Women 3: The novel also gives insight into what was considered proper female behavior in Chinese society. Wang Lung is shocked to see his older girl cousin, a daughter of the uncle, talking freely to a village man. A free interaction between a grown man and woman is considered scandalous, inappropriate, and disgraceful.

Women 4: The belief that the birth of a female child in a family is a misfortune reverberates throughout the book. When O-lan has her first daughter, she tells Wang Lung that the child is not worth mentioning. Because it is only a girl, it does not deserve any recognition.

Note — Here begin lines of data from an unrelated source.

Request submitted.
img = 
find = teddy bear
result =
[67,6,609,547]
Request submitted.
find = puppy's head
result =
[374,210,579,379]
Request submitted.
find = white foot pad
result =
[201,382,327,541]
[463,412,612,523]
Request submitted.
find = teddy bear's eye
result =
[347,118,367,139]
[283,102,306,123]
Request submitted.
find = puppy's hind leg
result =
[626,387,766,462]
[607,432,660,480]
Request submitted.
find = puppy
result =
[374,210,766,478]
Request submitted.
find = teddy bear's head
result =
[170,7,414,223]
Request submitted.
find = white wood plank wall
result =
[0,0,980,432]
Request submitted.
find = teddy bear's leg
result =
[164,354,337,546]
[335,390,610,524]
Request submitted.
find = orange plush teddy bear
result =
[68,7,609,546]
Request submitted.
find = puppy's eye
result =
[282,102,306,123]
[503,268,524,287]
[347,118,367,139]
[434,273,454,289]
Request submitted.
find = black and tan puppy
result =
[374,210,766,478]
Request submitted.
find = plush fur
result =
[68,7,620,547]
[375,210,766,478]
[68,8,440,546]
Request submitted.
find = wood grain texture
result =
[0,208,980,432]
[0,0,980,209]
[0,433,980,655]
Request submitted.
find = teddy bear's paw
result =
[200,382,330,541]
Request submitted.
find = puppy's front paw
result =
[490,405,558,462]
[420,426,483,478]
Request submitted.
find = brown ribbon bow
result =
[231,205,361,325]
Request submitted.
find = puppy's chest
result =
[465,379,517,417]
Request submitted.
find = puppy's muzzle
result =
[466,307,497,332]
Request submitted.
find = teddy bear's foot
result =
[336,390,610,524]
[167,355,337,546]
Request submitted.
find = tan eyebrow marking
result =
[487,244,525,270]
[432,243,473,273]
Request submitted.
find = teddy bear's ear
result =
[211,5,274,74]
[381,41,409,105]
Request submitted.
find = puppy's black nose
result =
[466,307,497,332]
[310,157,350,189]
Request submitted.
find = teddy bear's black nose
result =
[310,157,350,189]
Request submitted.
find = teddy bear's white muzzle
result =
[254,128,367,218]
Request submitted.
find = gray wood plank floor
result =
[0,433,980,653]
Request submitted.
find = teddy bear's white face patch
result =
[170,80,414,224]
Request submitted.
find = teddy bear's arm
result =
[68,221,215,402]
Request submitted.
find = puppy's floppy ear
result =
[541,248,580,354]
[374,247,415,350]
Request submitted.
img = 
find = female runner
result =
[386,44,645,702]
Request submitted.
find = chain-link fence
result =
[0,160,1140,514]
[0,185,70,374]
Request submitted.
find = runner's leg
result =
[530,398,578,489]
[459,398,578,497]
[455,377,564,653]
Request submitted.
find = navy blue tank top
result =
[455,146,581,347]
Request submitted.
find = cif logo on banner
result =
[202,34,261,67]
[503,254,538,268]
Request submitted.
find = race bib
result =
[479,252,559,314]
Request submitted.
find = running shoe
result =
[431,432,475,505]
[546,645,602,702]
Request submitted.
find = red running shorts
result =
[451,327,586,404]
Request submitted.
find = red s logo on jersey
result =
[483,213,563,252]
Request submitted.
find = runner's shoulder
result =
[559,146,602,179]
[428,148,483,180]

Women 5: When Wang Lung hears that the child is a girl this time, he is extremely distraught and depressed. He even goes as far as to think that an era of bad luck has begun for him because daughters are raised only to be given to other families.

Chapter 9

Women 6: A second girl child is born during the famine. Although it is not explicitly told, it is suggested that O-lan kills it immediately after birth. When Wang Lung examines the body, he sees bruise marks around the dead child's neck. Putting the body of his dead daughter on the ground some distance away from his home, Wang Lung must turn his back on the child's body, knowing that the stray, hungry dog loitering around will eat it.

Chapter 13

Women 7: Girls are like commodity or stock in trade. During a year of famine, families sell their daughters in exchange for money. O-lan tells Wang Lung that she was also sold by her parents to the great house during a difficult time. She is willing to sell their eldest daughter to get Wang Lung back to his land.

Women 8: A man in a nearby hut tells Wang Lung that like many others, he has had to sell his daughters to survive. According to him, others kill their daughters as soon as they are born instead of selling them as slaves.

Chapter 15

Women 9: When Wang Lung returns to the land, he discovers that all of his girl cousins were sold by his uncle during the famine. Even the ugly ones were sold to provide every last bit of money.

Chapter 18

Women 10: As Wang Lung becomes wealthier and more idle, he begins to carefully examine O-lan. Realizing that she is ugly, Wang Lung is repulsed by her appearance. In a rush of anger, he mentions her unbound feet, and O-lan is immediately ashamed and apologetic. She promises to bind the feet of her daughter.

Chapter 25

Women 11: It seems as though a woman who wishes to be loved by her husband needs to have small, bound feet. This is what O-lan seems to have instilled in the second daughter. She tells Wang Lung that she has been ordered by O-lan to not say anything about her footbinding because without bound feet, she will not be loved by her husband.

Chapter 28

Women 12: The sense that female children are commodities to be constantly bought and sold persists throughout the book. During the famine, men sell their daughters in exchange for money or farming tools with which they will rebuild their lives.

Chapter 29

Women 13: When the time comes for his eldest daughter-in-law to give birth, Wang Lung desperately wishes for a grandson. He bribes the goddess of mercy with a new robe and even threatens the Earth God to give him a male grandchild. The birth of a male child in a family is an occasion to be celebrated and appreciated. The birth of a girl, on the other hand, is a shameful and bitter affair.

Chapter 31

Women 14: The wife of the eldest son is a prim and proper town maid. In contrast, the wife of the second son is a village maid who is more open and whose behavior is condemned by the eldest son. The accepted mode of behavior for women in society is one guided by timidity and reservation. When the son of Wang Lung's uncle accosts the two daughter-in-laws, the town maid is properly shy, but the village maid is not. The eldest son disapproves of the second daughter-in-law's behavior.

Chapter 32

Women 15: Once born, girls have no place to claim in the family. When the slave who conceives by the uncle's son gives birth to a baby girl, Wang Lung is relieved because if she had given birth to a son, the baby would have had to be acknowledged. Because it is only a girl, the newborn child is not important.